State Health Reform; Disparities
Health care providers in Polk County are faced with increasing numbers of low-income, uninsured patients who do not have the resources to pay for their health care out of pocket. At the same time, state and local funding sources are limited, and are insufficient to ensure that these individuals have access to the health services that they require. Community leaders are extremely interested in developing information to understand the magnitude of the uninsured problem in Polk County and to identify health care delivery strategies to better serve this population. A Blue Ribbon Steering Committee was convened in October 2004 to examine how hospital-sponsored health care is currently delivered to the uninsured in Polk County. The Committee's goal was to create a participatory process to plan an effective and sustaining model to deliver core safety net services to the County's uninsured.
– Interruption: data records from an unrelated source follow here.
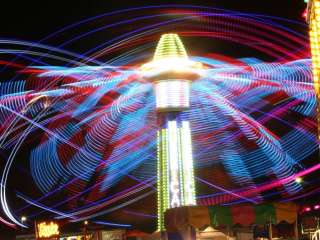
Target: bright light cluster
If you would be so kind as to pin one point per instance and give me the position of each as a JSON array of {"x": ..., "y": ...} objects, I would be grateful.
[
  {"x": 46, "y": 230},
  {"x": 172, "y": 94},
  {"x": 170, "y": 57},
  {"x": 96, "y": 122}
]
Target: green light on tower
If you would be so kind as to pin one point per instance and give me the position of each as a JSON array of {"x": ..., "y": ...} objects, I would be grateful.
[{"x": 172, "y": 72}]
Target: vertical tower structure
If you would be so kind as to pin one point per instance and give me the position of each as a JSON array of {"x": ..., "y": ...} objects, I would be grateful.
[
  {"x": 172, "y": 73},
  {"x": 313, "y": 18}
]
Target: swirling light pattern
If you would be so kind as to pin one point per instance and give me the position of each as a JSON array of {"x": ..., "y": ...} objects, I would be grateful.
[{"x": 87, "y": 125}]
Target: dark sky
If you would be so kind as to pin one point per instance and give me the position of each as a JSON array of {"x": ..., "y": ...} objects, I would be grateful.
[{"x": 33, "y": 20}]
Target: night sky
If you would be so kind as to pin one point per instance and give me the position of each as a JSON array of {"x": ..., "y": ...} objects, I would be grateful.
[{"x": 33, "y": 20}]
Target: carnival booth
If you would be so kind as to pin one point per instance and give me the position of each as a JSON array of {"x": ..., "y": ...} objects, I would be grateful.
[{"x": 245, "y": 222}]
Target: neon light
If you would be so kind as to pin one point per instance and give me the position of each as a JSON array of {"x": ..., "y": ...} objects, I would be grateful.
[
  {"x": 46, "y": 230},
  {"x": 175, "y": 191}
]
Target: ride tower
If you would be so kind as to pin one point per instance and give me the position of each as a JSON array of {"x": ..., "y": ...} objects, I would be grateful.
[{"x": 172, "y": 73}]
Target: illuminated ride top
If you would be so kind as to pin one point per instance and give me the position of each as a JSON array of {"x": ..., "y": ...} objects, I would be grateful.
[
  {"x": 172, "y": 74},
  {"x": 88, "y": 127}
]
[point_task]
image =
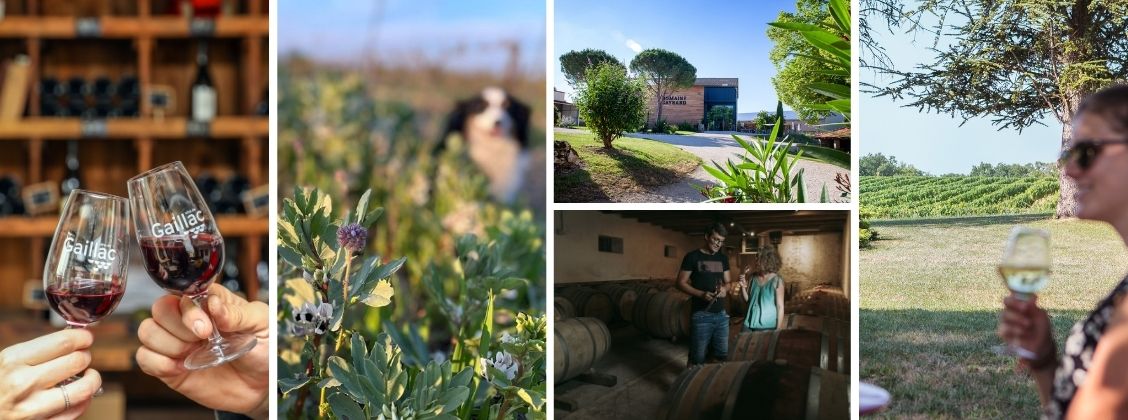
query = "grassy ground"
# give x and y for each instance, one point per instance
(634, 165)
(930, 307)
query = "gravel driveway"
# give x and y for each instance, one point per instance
(721, 147)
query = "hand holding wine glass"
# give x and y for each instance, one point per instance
(183, 250)
(32, 370)
(1025, 270)
(84, 276)
(175, 330)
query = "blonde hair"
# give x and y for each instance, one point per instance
(769, 260)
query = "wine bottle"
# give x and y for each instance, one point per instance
(71, 180)
(203, 93)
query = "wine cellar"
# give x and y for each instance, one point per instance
(95, 92)
(623, 327)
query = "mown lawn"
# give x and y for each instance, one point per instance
(634, 165)
(930, 307)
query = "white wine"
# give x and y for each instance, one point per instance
(1024, 279)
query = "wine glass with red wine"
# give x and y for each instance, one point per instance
(85, 272)
(183, 250)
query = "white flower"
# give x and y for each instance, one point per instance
(310, 318)
(502, 361)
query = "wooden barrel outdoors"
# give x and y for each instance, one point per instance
(580, 343)
(820, 302)
(563, 308)
(826, 325)
(758, 390)
(662, 314)
(796, 347)
(622, 298)
(590, 303)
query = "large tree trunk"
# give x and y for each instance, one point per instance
(1067, 206)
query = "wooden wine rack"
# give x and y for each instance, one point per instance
(158, 50)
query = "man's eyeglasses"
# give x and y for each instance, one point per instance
(1085, 151)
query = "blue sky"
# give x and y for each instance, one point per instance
(935, 142)
(721, 38)
(402, 29)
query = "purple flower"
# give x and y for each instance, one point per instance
(352, 237)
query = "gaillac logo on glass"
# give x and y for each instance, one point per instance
(191, 221)
(100, 254)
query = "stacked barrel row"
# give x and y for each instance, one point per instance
(653, 307)
(799, 370)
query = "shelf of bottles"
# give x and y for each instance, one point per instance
(94, 92)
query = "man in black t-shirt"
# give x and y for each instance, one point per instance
(704, 277)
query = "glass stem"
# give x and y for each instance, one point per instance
(214, 339)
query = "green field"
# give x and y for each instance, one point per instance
(633, 165)
(915, 197)
(930, 304)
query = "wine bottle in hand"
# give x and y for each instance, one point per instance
(183, 250)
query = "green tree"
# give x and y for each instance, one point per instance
(575, 63)
(1012, 61)
(881, 165)
(664, 72)
(800, 63)
(764, 120)
(611, 103)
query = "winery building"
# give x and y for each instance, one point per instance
(692, 105)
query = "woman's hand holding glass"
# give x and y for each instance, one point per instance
(31, 374)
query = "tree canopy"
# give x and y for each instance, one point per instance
(664, 72)
(610, 103)
(881, 165)
(1011, 61)
(575, 63)
(799, 63)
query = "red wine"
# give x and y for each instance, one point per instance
(85, 302)
(183, 265)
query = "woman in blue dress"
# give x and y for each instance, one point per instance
(764, 292)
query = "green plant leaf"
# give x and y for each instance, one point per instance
(362, 208)
(344, 408)
(839, 10)
(532, 399)
(287, 385)
(343, 372)
(834, 90)
(795, 26)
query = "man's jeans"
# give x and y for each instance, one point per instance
(708, 326)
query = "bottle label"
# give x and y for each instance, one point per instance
(191, 221)
(203, 103)
(100, 254)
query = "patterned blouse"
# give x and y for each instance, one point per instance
(1078, 353)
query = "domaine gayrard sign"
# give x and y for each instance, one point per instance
(673, 101)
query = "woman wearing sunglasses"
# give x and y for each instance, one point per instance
(1090, 378)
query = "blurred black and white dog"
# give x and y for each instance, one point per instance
(495, 130)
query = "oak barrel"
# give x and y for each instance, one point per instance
(824, 324)
(758, 390)
(580, 343)
(663, 314)
(590, 303)
(623, 299)
(819, 302)
(796, 347)
(563, 308)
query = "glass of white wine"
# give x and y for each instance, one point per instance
(1025, 270)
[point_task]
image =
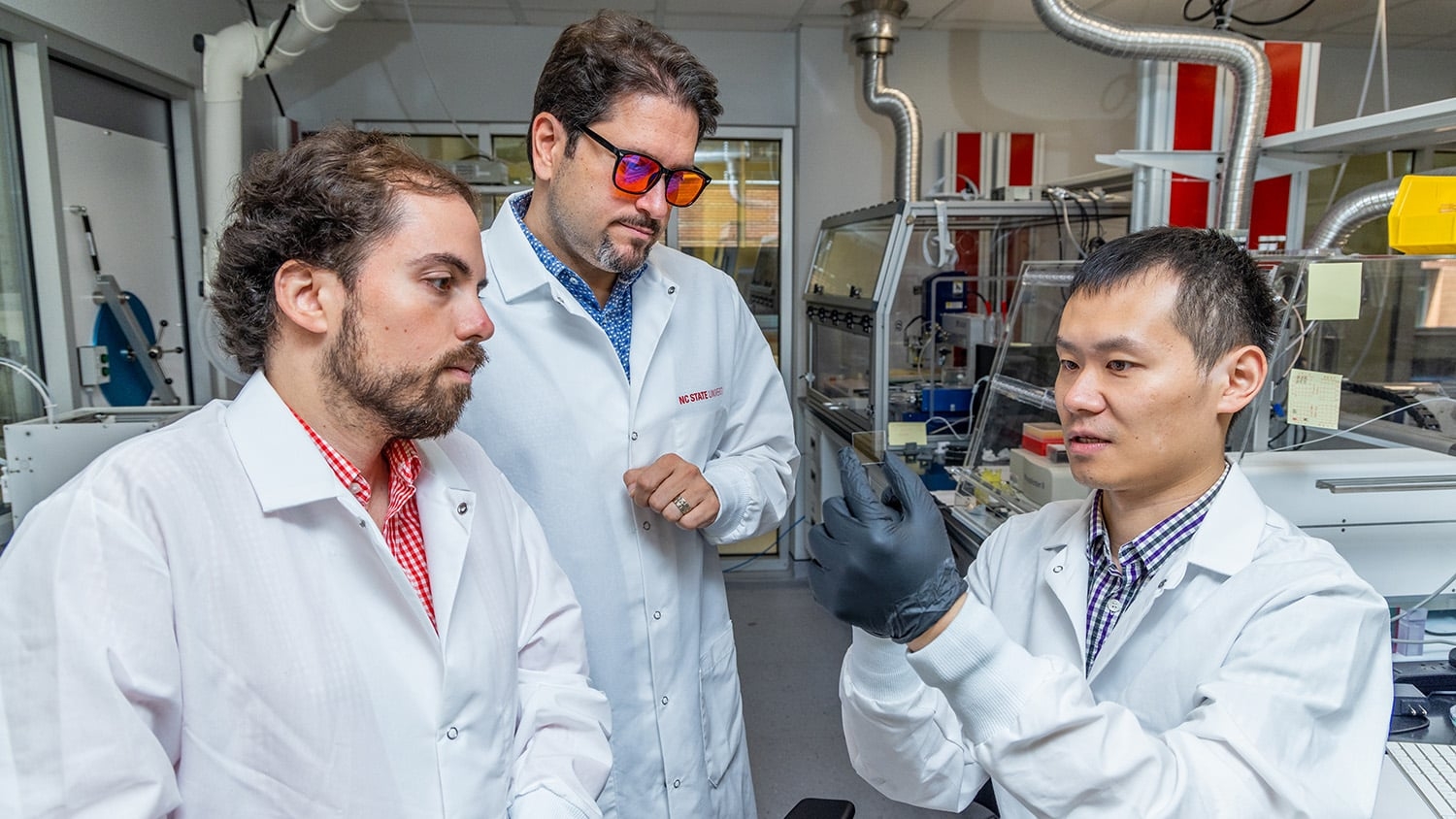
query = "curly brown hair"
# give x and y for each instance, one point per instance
(326, 201)
(597, 61)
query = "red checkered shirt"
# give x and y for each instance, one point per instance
(402, 530)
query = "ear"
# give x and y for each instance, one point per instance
(1242, 376)
(303, 294)
(547, 143)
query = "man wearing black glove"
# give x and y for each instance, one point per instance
(1168, 646)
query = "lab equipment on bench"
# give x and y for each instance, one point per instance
(900, 297)
(43, 452)
(1353, 437)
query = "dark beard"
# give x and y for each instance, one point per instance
(408, 404)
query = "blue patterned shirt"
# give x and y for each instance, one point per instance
(614, 317)
(1111, 588)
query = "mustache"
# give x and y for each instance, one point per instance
(471, 358)
(645, 223)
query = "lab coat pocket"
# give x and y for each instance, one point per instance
(696, 432)
(721, 704)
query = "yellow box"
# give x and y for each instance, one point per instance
(1423, 218)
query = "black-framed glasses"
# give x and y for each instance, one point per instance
(637, 174)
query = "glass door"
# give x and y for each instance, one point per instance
(17, 343)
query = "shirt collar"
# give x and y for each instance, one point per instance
(1158, 542)
(401, 455)
(553, 265)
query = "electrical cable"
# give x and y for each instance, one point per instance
(424, 61)
(1222, 16)
(949, 425)
(268, 78)
(1376, 40)
(736, 566)
(35, 381)
(1066, 220)
(1342, 432)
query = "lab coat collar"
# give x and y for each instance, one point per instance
(1231, 531)
(277, 454)
(1225, 540)
(515, 271)
(512, 264)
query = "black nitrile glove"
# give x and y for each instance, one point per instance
(885, 565)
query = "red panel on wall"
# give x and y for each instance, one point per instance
(1022, 162)
(1193, 131)
(969, 159)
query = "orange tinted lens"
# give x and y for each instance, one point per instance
(684, 186)
(637, 174)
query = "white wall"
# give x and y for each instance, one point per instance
(488, 73)
(156, 34)
(1083, 104)
(1415, 76)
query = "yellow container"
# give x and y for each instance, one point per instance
(1423, 220)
To assist them with these tasks, researchers from The George Washington University's School of Public Health and Health Services, Department of Health Policy, were retained to conduct an assessment of hospital-sponsored health care services delivered to Polk County's uninsured. This assessment is designed to highlight key issues affecting access to care for uninsured and underinsured residents, and to present potential policy options for restructuring hospital-based services in the county.
Nolan, L., Regenstein, M., & Cox, M. (2005). An assessment of hospital-sponsored health care for the uninsured in Polk County/Des Moines, Iowa. Des Moines, IA: Blue Ribbon Steering Committee.